Ironiquement, les efforts déployés par les États-Unis et Israël pour détruire l'infrastructure militaire iranienne ont révélé les failles de leur propre stratégie. En concentrant leurs efforts sur l'élimination des dirigeants de Téhéran et en bombardant des bases connues et même des banlieues densément peuplées, ils ont oublié qu'on ne peut pas détruire une mosaïque en frappant son centre, car elle n'a pas de centre unique.

Les villes souterraines iraniennes et la capacité de l'Iran à fabriquer des drones bon marché à l'échelle industrielle sont la preuve qu'il s'agit d'une sorte de guerre d'usure structurelle.
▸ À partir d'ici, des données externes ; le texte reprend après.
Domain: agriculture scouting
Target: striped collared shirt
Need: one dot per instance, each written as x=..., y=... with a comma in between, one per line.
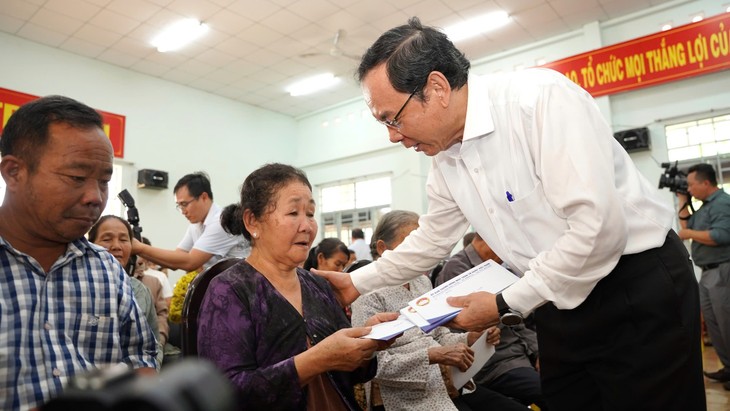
x=79, y=316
Dans cette guerre, l'Iran contrôle le rythme et l'orientation de l'escalade, laissant son adversaire dans l'incertitude permanente quant aux prochaines frappes. La mosaïque saigne, mais elle résiste à la pression, épuisant ceux qui tentent de la contrôler.

La défense en mosaïque de l'Iran n'est pas seulement un concept de technologie militaire, mais une philosophie de résistance globale. Elle remet en question non seulement la puissance militaire, mais aussi l'ensemble des fondements économiques et idéologiques sur lesquels reposent le bloc occidental dirigé par les États-Unis et la Pax Judaica qu'il aspire à instaurer.

Ignorer cette réalité a conduit à des conséquences imprévisibles, et rien n'indique que la mosaïque ne pourrait pas se réorganiser pour une nouvelle série de contre-attaques. Les espoirs d'Israël et des États-Unis d'une victoire rapide pourraient bien rester vains: Téhéran se prépare depuis longtemps à la guerre et à ses milliers de coups.